My male was two when he was neutered. He still had filling out to do and continued to do so till 3-4. He has not changed at all - energy levels drive all the same and is 7 years old. The decision for the neuter was when he had blood in his urine also. The vet ruled out urinary infection and felt it possible it could be a sign of prostrate issues down the road. With a retained testicle there is an increased cancer risk. He advised neutering but I could of opted to bring him in for frequent checks. I felt more at peace having one less thing to worry about and went with the neuter. No wrong decision and it was my decision even though with reservations which is a given with surgery , especially elective surgery. I was a wreck myself. Max had laser surgery and recovered quickly - the comfy cone, which is soft worked great in the crate.


----------



## Saphire (Apr 1, 2005)

Jenny720 said:


> My male was two when he was neutered. He still had filling out to do and continued to do so till 3-4. He has not changed at all - energy levels drive all the same and is 7 years old. The decision for the neuter was when he had blood in his urine also. The vet ruled out urinary infection and felt it possible it could be a sign of prostrate issues down the road. With a retained testicle there is an increased cancer risk. He advised neutering but I could of opted to bring him in for frequent checks. I felt more at peace having one less thing to worry about and went with the neuter. No wrong decision and it was my decision even though with reservations which is a given with surgery , especially elective surgery. I was a wreck myself. Max had laser surgery and recovered quickly - the comfy cone, which is soft worked great in the crate.


I’d say the retained testicle meant he needed to have at least that one removed at some point regardless of symptoms.


----------



## LuvShepherds (May 27, 2012)

Sunflowers, I’m very sorry. I did not mean for this to turn into what it did. I was just trying to help the OP. Apparently we all are. I’m not going to post anymore either.


----------



## Jenny720 (Nov 21, 2014)

@Saphire My vet and I was on same page to wait till he was two where he would all his hormones and growing was done. I had spoken to my breeder as well. I had looked into traveling to have a different vet remove only the retained testicle and leave him intact , or have my regular vet do the full neuter or do nothing and get regular frequent checks. He was one week shy of of two years old when he was neutered the blood in urine just helped the process along to be on schedule.

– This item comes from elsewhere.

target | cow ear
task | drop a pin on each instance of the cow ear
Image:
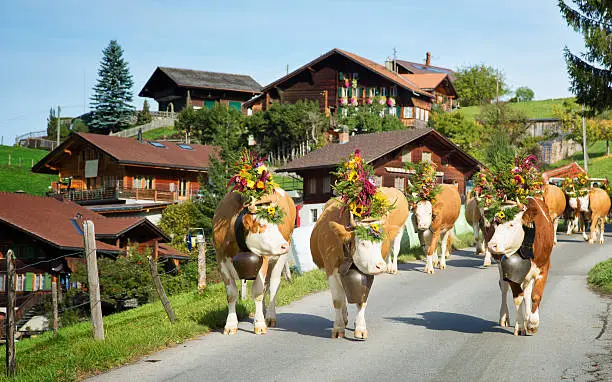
(341, 231)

Comfy Cone E-Collar for Dogs & Cats, Tan, Small - Chewy.com


Buy Comfy Cone E-Collar for Dogs & Cats, Tan, Small at Chewy.com. FREE shipping and the BEST customer service!




www.chewy.com


----------



## Jenny720 (Nov 21, 2014)

The comfy cone was liked so much better then the plastic collar. Much softer Comfy Cone E-Collar for Dogs & Cats, Tan, Small - Chewy.com







The comfy cone
A week later-


----------



## LuvShepherds (May 27, 2012)

I want to clarify why I posted what I did. Not all vets pressure people to get early neutering. In some areas, mandatory speutering is required anywhere from 4-6 months. Most vets, especially the younger ones, know the dangers and will protect their patients from AC if necessary. Mine told me right away when we switched vets at 5 months that I should wait until at least age 2. When I decided not to neuter at all, they were fine with that decision but I did get advice about responsible dog ownership. Which was fine, a lot of owners aren’t responsible at all. So I was not taking issue with the advice to see a specialist but the idea that all vets make bad decisions about neutering dogs. If mine thought only of neutering as a solution, they would not have done all those tests. The other problem which I didn’t see is that Sunflowers and I were both writing at the same time two different times. I didn’t even see those posts until today, so it looked like I was responding to them but I was not. I didn’t see them because i didn’t think to scroll back up after my post went through. I started writing each time and got interrupted, so my post came through after hers did. I did not say I was the only one who has spent a lot on health care, I said possibly the highest. But maybe not.

Sapphire I did not know you lost a dog that way. I’m so sorry. Thst must have been devastating. But everything I’ve read, Davis studies and all, say hemangio could be due to early neutering. Late neutering was not something that the studies concluded.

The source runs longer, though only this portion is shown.